Preferably, described credible evaluation comprises the steps of
Step 1: definition is for every credible attribute of assessment, and credible attribute is classification, and credible attribute can be divided downwards
Solve as sub-attribute;
Step 2: for each credible attribute or sub-attribute, extract the evaluation index to it, can refer to these evaluations
Mark is evaluated from different sides to credible attribute or sub-attribute;
Step 3: for each credible attribute or sub-attribute, define the evaluation criterion to it, evaluation criterion is divided into level Four:
Excellent, good, in, poor, evaluation criterion, based on evaluation index, i.e. determines credible genus according to the valued combinations of each evaluation index
Which rank of evaluation criterion property or sub-attribute have reached;
Step 4: before carrying out credible evaluation activity, according to the difference of assessment emphasis, forms different credible evaluation template,
And it is movable to carry out credible evaluation based on this template, so that credible evaluation is more targeted, the result of assessment is more accurate.
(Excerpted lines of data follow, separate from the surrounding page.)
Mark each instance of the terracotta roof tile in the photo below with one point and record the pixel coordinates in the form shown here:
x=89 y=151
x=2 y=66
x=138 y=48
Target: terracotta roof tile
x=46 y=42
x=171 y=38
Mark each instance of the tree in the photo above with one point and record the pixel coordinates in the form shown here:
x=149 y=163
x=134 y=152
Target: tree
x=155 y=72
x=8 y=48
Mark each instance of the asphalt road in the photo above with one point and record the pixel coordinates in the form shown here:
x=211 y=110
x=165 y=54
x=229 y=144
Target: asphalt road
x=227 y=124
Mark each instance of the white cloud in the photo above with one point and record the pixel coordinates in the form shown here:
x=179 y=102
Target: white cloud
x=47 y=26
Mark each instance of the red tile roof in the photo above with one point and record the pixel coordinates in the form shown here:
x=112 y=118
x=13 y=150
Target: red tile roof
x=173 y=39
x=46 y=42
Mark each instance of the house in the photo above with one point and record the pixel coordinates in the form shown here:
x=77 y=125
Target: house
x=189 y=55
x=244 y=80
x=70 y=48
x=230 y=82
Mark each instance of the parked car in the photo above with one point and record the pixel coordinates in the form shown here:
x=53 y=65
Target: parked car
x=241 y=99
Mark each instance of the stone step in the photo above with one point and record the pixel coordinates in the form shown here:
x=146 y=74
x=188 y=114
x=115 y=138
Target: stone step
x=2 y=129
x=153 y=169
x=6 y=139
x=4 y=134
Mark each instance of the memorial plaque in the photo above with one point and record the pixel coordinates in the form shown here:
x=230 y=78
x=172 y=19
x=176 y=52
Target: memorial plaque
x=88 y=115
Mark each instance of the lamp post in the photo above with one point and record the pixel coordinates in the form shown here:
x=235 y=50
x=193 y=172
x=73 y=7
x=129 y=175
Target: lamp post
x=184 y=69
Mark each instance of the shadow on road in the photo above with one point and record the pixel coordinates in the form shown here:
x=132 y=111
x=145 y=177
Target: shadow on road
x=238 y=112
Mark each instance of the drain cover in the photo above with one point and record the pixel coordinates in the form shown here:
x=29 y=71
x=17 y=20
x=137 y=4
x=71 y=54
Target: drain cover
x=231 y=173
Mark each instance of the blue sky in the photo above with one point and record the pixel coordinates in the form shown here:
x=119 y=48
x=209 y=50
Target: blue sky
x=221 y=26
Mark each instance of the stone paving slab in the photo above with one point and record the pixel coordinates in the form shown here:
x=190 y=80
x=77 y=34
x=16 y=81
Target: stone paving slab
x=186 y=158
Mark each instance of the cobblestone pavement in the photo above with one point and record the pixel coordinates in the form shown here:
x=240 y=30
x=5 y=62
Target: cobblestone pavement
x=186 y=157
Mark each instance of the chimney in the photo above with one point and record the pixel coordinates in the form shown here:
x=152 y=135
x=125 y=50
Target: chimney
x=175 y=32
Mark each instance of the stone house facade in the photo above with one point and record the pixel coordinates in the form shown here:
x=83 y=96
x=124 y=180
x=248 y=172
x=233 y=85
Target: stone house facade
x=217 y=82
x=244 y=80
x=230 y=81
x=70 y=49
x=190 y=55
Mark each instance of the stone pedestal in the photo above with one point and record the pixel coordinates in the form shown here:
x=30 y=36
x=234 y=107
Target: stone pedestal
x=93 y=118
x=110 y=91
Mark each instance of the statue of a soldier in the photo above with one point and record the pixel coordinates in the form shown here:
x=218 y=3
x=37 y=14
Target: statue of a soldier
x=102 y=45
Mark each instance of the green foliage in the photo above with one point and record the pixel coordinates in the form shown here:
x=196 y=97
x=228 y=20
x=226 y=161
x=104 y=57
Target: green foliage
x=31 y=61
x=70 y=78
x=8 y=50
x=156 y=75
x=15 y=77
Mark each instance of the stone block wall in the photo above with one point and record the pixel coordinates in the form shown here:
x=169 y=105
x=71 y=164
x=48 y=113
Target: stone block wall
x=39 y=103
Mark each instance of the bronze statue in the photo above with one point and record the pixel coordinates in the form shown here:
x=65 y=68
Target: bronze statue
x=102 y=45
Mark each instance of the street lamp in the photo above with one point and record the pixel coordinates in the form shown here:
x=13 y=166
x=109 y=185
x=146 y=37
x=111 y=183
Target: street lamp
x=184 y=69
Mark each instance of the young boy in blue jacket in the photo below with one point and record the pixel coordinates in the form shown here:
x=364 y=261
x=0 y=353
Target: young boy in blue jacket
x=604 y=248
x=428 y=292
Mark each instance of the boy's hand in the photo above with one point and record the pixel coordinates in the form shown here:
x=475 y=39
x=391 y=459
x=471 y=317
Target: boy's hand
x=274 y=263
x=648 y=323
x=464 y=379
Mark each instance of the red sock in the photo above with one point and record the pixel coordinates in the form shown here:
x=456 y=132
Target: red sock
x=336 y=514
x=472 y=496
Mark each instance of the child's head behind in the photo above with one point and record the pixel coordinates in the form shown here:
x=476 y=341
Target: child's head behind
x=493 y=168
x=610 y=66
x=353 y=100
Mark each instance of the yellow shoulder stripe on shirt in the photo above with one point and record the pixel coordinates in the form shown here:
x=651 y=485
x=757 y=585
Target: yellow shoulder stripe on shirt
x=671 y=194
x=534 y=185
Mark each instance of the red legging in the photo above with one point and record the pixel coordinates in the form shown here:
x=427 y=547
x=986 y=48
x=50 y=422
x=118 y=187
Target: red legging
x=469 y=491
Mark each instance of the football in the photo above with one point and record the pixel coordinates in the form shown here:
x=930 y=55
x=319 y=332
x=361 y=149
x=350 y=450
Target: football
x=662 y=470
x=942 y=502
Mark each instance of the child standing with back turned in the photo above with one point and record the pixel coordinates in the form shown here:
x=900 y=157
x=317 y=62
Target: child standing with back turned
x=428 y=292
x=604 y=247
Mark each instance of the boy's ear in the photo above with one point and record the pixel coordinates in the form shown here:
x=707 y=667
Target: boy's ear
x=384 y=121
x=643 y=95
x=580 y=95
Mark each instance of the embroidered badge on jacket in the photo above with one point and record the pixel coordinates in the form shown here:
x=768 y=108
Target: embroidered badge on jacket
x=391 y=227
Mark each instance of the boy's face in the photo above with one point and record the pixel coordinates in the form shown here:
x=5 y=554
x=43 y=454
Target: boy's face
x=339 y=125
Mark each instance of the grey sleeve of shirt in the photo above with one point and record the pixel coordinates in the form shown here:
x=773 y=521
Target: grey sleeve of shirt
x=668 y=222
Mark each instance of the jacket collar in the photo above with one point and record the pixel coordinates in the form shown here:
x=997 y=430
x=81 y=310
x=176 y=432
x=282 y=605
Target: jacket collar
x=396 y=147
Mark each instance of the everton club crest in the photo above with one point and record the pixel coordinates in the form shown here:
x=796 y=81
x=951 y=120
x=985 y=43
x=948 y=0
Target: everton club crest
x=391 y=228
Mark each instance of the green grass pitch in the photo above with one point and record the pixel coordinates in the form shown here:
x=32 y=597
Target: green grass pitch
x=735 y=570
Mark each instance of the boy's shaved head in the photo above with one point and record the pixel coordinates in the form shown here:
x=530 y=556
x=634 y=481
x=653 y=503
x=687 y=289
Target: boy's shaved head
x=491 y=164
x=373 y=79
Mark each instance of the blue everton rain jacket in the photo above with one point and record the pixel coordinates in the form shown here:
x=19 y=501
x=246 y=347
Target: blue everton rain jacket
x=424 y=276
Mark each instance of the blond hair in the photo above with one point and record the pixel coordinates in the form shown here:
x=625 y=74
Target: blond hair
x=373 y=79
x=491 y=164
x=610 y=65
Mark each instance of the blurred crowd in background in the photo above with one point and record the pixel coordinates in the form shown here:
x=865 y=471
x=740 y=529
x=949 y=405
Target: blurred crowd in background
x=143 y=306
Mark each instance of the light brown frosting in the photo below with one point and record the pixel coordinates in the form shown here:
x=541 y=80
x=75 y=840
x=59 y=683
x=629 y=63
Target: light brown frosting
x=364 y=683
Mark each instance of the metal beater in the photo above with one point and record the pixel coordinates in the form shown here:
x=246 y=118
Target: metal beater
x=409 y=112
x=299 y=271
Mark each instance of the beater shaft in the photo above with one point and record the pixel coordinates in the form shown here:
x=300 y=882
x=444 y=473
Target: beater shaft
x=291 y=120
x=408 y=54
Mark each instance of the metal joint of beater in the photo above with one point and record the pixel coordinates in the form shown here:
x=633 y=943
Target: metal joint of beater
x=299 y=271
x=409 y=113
The present embodiment to storage user carry out safety verification time, User Identity and finger print information the most encrypted after carry out
Transmission, does not haves plaintext version, and the User Identity after encryption and finger print information are verified by knowledge store certification end
Rear just determine whether to ask corresponding virtual resource pond for storage user's configuration with storage, limit illegally depositing of disabled user
Storage, and verifying speed is fast, further increases the safety that information O&M service knowledge is shared on the premise of ensureing convenience,
And to access user carry out safety verification time, the information such as user name, password, fingerprint and session random number is all entered with ciphertext form
Row transmission, does not haves plaintext version;Meanwhile, according to symmetry and the one-way hash function feature of user key, via passage
The user profile ciphertext of transmission has unipolarity, even data are intercepted and captured, is intended to crack it the most highly difficult, takes precautions against with this
During transmission, user data is divulged a secret, and privacy of user can obtain guarantee, thus further increases what information O&M service knowledge was shared
Safety;Information O&M service knowledge is encoded, facilitates Back ground Information and realize accessible sharing with all kinds of business information;
According to cluster result and information O&M service knowledge positional information, information O&M service knowledge is scheduling, decreases internal memory and account for
With, improve data call speed, the present embodiment sets threshold value T2Value be 11m/16, data call speed improves
1.2%;Protect the data storage area specified, prevent opponent from implementing certain types of physical access;Impart all calculating
On platform perform code with prove it one be not tampered with in environment run ability, from the angle of broad sense, trust computing
Platform is that the network user provides a security context the broadest, and it describes safety problem from the angle of security system,
Guarantee the secure execution environments of user, break through Passive Defence patch installing mode.
The foregoing is only the preferred embodiments of the present invention, be not limited to the present invention, for the skill of this area
For art personnel, the present invention can have various modifications and variations.All within the spirit and principles in the present invention, that is made any repaiies
Change, equivalent, improvement etc., should be included within the scope of the present invention.